LED

Light Emitting Diode – The reason that I am writing about LEDs and am so excited about their potential, is that they are the way of the future for indoor gardening of a scale that can re-purpose existing buildings in order to have Sustainable Agriculture in cold climates.  I am the Director and Worldwide Partner for Every Watt Matters, the largest LED service provider.

While we have seen LEDs around for some time, only in the last few years were we able to get an acceptable grow light that will give the spectrums that are needed for successful indoor growing. The Nobel Prize for physics was just given to Nakamora for the blue LED.  Why this is a big deal is that prior to this there were just green and red LEDs.  Until Nakamora came up with a rare-earth metal Gallium to form the crystals needed to throw off Protons in the blue spectrum, there were no white LEDs.

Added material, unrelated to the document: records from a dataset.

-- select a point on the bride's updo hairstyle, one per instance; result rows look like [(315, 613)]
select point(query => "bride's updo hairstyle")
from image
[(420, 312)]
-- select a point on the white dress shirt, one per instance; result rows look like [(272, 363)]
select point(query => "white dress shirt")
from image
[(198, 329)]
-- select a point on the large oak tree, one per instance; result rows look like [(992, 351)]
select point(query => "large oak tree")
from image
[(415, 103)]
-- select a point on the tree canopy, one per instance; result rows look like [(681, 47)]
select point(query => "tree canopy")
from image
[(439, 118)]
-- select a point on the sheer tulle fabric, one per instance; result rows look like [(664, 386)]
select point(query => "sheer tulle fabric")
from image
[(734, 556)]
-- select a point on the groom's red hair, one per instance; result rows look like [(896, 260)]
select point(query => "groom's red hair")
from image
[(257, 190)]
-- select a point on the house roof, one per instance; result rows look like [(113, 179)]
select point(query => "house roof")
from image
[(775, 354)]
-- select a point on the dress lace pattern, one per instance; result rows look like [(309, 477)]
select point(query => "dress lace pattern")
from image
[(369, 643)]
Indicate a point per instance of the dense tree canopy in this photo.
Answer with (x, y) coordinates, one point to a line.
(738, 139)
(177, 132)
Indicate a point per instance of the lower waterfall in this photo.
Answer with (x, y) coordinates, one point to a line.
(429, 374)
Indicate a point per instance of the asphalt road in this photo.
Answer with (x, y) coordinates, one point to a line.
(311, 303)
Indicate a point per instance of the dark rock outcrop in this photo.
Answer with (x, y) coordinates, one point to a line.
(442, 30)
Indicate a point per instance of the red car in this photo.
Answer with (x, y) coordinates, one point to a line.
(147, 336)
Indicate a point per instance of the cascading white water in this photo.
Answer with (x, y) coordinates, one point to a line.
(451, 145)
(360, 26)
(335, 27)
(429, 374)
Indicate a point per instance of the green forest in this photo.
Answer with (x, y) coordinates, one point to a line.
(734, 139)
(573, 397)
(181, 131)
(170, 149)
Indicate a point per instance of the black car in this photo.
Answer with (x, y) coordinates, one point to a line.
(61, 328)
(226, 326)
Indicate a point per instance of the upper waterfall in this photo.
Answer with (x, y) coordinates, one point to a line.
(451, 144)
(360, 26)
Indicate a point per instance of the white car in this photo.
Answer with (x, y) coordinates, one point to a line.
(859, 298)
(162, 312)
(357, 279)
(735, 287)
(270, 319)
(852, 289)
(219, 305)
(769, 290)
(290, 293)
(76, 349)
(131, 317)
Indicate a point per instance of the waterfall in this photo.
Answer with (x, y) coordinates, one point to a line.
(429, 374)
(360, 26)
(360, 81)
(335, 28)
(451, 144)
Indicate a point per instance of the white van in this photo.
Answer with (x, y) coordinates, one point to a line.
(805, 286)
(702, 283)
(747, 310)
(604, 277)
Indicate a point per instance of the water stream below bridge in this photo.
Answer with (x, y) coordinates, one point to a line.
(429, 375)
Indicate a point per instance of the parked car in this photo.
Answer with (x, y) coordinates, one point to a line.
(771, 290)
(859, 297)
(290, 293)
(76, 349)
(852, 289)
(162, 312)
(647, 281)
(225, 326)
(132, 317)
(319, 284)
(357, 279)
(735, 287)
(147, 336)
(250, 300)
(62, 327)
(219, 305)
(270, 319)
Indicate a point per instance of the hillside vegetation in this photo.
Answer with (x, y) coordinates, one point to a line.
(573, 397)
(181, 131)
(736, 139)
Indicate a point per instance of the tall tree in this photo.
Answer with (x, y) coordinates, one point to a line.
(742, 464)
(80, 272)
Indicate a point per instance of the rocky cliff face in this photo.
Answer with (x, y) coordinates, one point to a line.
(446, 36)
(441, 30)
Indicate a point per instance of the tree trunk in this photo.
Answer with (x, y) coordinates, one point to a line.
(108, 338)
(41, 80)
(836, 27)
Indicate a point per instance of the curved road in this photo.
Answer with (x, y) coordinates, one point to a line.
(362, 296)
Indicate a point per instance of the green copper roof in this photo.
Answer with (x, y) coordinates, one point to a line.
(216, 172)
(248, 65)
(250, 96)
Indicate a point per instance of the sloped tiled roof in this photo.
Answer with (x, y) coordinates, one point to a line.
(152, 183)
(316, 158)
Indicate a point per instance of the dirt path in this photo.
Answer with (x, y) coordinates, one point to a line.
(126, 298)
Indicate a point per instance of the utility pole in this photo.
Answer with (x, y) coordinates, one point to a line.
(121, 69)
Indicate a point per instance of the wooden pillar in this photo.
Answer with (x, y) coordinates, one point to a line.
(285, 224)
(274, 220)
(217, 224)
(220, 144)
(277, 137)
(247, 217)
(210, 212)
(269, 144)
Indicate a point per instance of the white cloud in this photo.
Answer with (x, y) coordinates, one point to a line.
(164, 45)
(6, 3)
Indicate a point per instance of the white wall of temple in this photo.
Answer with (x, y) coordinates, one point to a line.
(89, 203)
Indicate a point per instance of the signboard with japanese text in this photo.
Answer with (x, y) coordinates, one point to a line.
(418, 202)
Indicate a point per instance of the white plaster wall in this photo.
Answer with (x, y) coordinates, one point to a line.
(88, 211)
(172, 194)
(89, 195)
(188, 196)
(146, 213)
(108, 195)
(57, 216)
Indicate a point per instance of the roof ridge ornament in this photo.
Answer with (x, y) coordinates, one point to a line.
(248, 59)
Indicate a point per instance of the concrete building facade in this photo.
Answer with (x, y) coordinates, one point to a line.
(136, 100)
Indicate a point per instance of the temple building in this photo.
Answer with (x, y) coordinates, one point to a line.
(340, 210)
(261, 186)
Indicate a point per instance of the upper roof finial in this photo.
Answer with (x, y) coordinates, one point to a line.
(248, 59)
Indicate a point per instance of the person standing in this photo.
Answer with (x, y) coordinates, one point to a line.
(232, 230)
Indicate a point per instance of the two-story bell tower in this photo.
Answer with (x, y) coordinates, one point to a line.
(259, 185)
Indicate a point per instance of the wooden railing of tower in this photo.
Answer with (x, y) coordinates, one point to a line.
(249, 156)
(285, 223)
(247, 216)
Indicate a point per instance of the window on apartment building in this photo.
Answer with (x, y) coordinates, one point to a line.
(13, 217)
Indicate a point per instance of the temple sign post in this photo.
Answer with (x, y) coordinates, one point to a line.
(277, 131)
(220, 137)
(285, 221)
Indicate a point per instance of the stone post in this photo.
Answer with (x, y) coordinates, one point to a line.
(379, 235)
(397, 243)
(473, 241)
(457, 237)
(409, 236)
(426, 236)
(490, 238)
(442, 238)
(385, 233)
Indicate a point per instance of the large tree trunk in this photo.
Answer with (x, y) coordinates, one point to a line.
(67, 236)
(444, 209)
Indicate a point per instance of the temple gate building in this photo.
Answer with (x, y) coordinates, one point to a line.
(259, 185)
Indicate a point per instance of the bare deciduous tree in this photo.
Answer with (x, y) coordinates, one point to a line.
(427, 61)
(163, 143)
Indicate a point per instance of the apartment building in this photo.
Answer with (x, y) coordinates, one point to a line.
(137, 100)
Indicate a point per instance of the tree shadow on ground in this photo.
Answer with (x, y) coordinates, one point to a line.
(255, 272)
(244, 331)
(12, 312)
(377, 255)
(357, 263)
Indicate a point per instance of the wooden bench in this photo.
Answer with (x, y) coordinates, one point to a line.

By combining the new blue LED with the red and green, the full spectrum is available to imitate white light. This is just in the last five years that LEDs were capable of white light, and thus commercially successful!  Just 18 months ago, we were all waiting for the magic milestone of being able to commercially generate 100 lumens per watt.  We were able to source bulbs that created 100 lumens per watt in January of 2014 and are now seeing the top end bulbs generating 140 lumens per watt.  What this means is that we can now produce bulbs that use 20% (or less) of the power and last for over 22 years – 70,000 to 100,000 hours.

What this means for Sustainable Agriculture is that we can now affordably and effectively grow indoors.  However, the new problems are that now that we can give the plants the spectrum of lights they want, we don't know what they want!  They just won't tell us! The simple history of indoor growing is to use Metal Halide or other Edison type of lights, which are inefficient (costly) and create so much heat that they burn the plants. Plants have always been able to reach into the spectrums of white light and pull out whatever they need,  LEDs are manufactured to produce specific spectrums of light, and in order to match the plant's requirements with the lighting is a trial-and-error process.  It is certainly more scientific than that, but we are now finding out that plants are all different in the way they use light in different growing periods.  The good thing is that the newest gangbuster of Cash Crop is Marijuana.  This is forcing an incredible amount of sceintific research into lighting requirements for all crops.  

We are indeed on the precipice of an indoor growing revolution, which will change the way organic gardening uses lighting.  Indoor growing is going to be economical within the next 10 years!